Abbiamo parlato del loro curioso disco Kecak di recente (qui la recensione): i Kree-mah-stre hanno dato vita a un’opera plastica che fa del bizzarro e dell’estremo i propri punti di riferimento. Ecco la nostra intervista con la band.
Mi potete raccontare la vostra storia e che cosa significa il nome della band?
La prima formazione (allora un trio, niente percussioni) vide la luce nel marzo 2011, con poche idee ma in compenso molto confuse.
Il primo concerto rimase sicuramente impresso nella mente del barista del locale… solo nella sua.

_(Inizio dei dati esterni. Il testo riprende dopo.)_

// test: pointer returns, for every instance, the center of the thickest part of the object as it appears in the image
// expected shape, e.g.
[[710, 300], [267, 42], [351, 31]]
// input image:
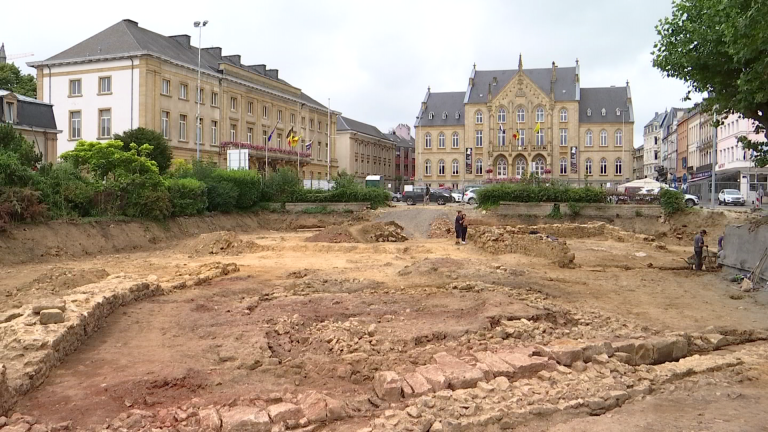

Subito dopo l’esordio, il nostro pavido didgeridooista è sparito dalla circolazione. Sì, abbiamo pensato bene di fondare un gruppo tipo tre mesi prima che uno dei componenti se ne andasse per un anno in Islanda. La lungimiranza è sempre stato il nostro forte.
Dopo il lungo periodo di stop, però, siamo ripartiti inspiegabilmente bene: l’arrivo del percussionista – nonchè di un cazzone cronico – ci ha dato da subito grosse soddisfazioni. Oltre alla possibilità di suonare a casa sua, senza far incazzare il cane del tastierista.
Dopo poco però, proprio quest’ultimo ha abbandonato il progetto perché c’aveva nsacco de cazzi.
Essendo lui l’unico veramente in grado di fare qualcosa di più impegnativo della Canzone del Sole, ci siamo ritrovati praticamente a piedi: solo l’arrivo di un tastierista altrettanto bravo ci avrebbe dato stimoli necessari a continuare.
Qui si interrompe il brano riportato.